Implicancias de la calidad del forraje en la producción de leche -2º parte-




Gonzalo Ferreira, PhD

Especialista en Nutrición Animal
Asesor del CREA Lincoln



Stay-green en silaje de maíz: mito o realidad


Al momento de elegir materiales de maíz, muchos técnicos y productores eligen materiales con la característica stay-green pensando en lograr silajes de maíz de alta calidad. Sin embargo, que un material tenga la característica stay-green, ¿implica realmente que tendrá mayor calidad forrajera?

La característica stay-green se caracteriza por manifestar un retraso en la senescencia foliar de la planta. En otras palabras el tallo y las hojas permanecen verdes mientras el grano de la espiga se va secando. Esta característica está ligada a la presencia de clorofila (un pigmento verde) en los tejidos vegetativos de la planta. Este color verde muchas veces tiende a relacionarse con forraje fresco de baja concentración de fibra y alta digestibilidad.

Contrariamente a esta creencia, no existe mucha evidencia científica que demuestre que la característica stay-green resulte en silajes de mejor calidad. Es más, Arriola et al. (2012) demostraron silajes de maíz provenientes de híbridos con característica stay-green tuvieron una similar concentración de fibra y una menor digestibilidad de fibra que silajes de maíz provenientes de híbridos convencionales.
Por último, la característica stay-green genera una asincronía entre la maduración del grano y el secado de la planta que dificulta la determinación del momento de picado. Esta asincronía resulta en silajes de maíz con menores concentraciones de materia seca, con la posible pérdida de nutrientes por escorrentía de efluentes o “jugos” del silaje. Además, el crecimiento de clostridios puede verse favorecido en silajes de maíz con muy baja concentración de materia seca.

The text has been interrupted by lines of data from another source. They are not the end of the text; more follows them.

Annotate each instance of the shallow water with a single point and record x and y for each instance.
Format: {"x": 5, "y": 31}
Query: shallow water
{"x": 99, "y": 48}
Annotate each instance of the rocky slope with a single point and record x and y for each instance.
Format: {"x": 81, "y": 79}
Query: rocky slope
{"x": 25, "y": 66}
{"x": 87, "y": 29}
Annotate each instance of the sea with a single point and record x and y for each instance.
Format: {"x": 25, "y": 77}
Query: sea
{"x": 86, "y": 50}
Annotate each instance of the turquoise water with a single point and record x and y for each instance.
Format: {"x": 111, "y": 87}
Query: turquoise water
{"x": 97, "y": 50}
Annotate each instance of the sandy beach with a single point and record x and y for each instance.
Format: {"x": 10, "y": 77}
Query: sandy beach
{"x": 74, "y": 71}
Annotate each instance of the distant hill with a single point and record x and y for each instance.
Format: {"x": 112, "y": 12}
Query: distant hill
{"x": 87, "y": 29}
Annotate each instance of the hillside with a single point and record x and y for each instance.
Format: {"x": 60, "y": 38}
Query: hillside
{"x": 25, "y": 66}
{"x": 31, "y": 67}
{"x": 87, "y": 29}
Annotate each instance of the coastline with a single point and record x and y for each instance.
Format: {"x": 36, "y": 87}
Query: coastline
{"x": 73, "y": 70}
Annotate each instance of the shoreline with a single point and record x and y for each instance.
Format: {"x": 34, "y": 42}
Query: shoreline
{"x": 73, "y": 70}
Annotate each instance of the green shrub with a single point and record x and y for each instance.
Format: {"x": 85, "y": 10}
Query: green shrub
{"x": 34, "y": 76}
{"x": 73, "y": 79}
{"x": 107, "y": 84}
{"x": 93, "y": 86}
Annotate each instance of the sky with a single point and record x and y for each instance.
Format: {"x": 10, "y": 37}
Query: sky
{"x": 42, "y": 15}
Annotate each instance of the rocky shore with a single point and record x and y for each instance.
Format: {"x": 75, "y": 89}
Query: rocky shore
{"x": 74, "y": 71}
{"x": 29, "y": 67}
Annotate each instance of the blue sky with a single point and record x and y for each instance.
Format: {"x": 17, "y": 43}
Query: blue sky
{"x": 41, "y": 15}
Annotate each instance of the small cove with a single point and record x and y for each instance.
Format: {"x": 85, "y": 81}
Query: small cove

En definitiva, sin ánimo de afirmar que es contraproducente, sí se puede afirmar que un silaje de maíz proveniente de un cultivo con característica stay-green no tendrá necesariamente mejor calidad que otro silaje de maíz proveniente de un cultivo sin dicha característica.

Análisis de forrajes

Para saber si hemos logrado un forraje de calidad es fundamental saber cuál es la composición del mismo a través de un buen análisis de laboratorio. Para lograr un buen resultado de análisis de laboratorio es fundamental primero lograr un muestreo representativo del forraje a analizar. Por ejemplo, en una misma cara de silo existen variaciones en la composición del silaje debido principalmente a la lixiviación de nutrientes a las capas inferiores del silo. Tal es así que la concentración de fibra (FDN) suele ser mayor en las capas superiores del silo, mientras que la concentración de azúcares o ácidos orgánicos suele ser mayor en las caras inferiores del silo.

Otro aspecto a considerar es que no todas las ecuaciones empíricas pueden ser utilizadas para cualquier forraje. Existen ecuaciones para determinar la digestibilidad de la materia seca de gramíneas o leguminosas en estados vegetativos que son erróneas e indiferentemente utilizadas para determinar la digestibilidad de silajes de maíz.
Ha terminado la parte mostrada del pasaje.